Ob Claudia die Situation überblickte, wußte Herr Josef nicht. Jedenfalls äffte sie ihn sofort nach: „Ich kann am Telefon leider nicht frei sprechen.“ Daß Maja ohne sich umzudrehen auf die Damentoilette gegangen war, veranlaßte Herrn Josef, das Schauspiel für gelungen zu halten. Er wollte aber noch einen draufsetzen. Denn genau in dieser Sekunde passierte Gerhard Herrn Josef und Claudia, und diesmal war Herr Josef mal schlagfertig und tat so, als wäre er ursprünglich von Claudia angesprochen worden. Er fragte sie scheinheilig: „Wieso kannst Du denn nicht frei sprechen?“ und kam sich dabei zuerst obercool vor. Doch er konnte sich nicht einmal sicher sein, daß Gerhard überhaupt etwas von dieser improvisierten Charade mitbekommen hatte. Womöglich hätte er Maja einfach in den Fickhimmel folgen können, der er sich auf dem Frauenklo vorstellte. Jetzt, nach auch nur ein paar Sekunden Verzögerung, war das natürlich nicht mehr möglich. Die Chuzpe, einfach ins Frauenklo zu marschieren und dort an jeder Tür zu klopfen, bis ihm Maja womöglich öffnete, hatte er nicht. Außerdem mußte er erst einmal das Gespräch, das er so peinlich mit Claudia begonnen hatte, beenden.
Es lief auf ein ziemlich umständliches Gelaber hinaus, ein ähnlich blödes Gestammel, als könne er gerade am Telefon nicht frei sprechen. Das ganze dauerte lange genug, daß Maja wieder vom Klo zurückkam. Herr Josef durchlief es siedendheiß: Erst hatte er sich beim Anblick von Claudia sofort von Maja zu dieser gedreht, war jener nicht auf das Klo gefolgt und war immer noch mit Claudia beschäftigt, als Maja schließlich zurückkam. Daß sie es bloß nicht falsch verstand! Aber Maja war schon außer Sicht, als Herr Josef Claudia stehen lassen konnte.
Da half nur noch Bier. Schnell löste Herr Josef seine letzte Biermarke ein und ging durch den Konzertraum, in dem gerade die Hauptband anfing, ein paar uralte Klassiker von ZSD zu spielen. Maja war nicht zu sehen, auch nicht am Eingang.
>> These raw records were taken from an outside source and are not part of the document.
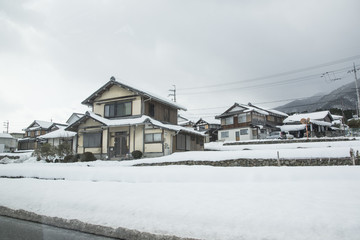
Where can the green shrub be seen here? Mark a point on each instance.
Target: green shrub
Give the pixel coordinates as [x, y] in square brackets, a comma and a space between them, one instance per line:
[45, 151]
[64, 149]
[68, 158]
[71, 158]
[87, 157]
[136, 154]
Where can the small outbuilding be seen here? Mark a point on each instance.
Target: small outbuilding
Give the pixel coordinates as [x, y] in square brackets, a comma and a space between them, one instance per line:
[7, 143]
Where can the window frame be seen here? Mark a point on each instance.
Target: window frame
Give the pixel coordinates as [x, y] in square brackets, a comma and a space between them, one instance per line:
[242, 116]
[223, 133]
[113, 108]
[97, 143]
[228, 118]
[244, 130]
[152, 138]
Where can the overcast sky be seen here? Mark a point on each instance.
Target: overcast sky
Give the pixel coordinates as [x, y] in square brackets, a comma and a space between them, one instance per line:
[54, 54]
Also entschloß sich Herr Josef, der Band seine volle Aufmerksamkeit zu schenken. Die Kasse hatte zu diesem Zeitpunkt eh geschlossen, ein Türsteher war eigentlich den ganzen Abend lang nicht nötig gewesen. Es war ein richtig guter Gig, denn es gab viele Coverversionen zum mitgrölen. Herr Josef hatte keinen richtigen Durst mehr, daher trank er sein Bier nur halb aus, bis die Band zu Ende gespielt hatte. Beim Verlassen des Konzertlokals traf er auf Gerhard, dessen Bruder und den Rest der Clique – nur Maja war nicht dabei. Alle waren schon ziemlich betrunken, nahmen aber Herrn Josefs halbvolles Glas gerne entgegen. Herr Josef verabschiedete sich und beauftragte noch Gerhard, Maja zu grüßen.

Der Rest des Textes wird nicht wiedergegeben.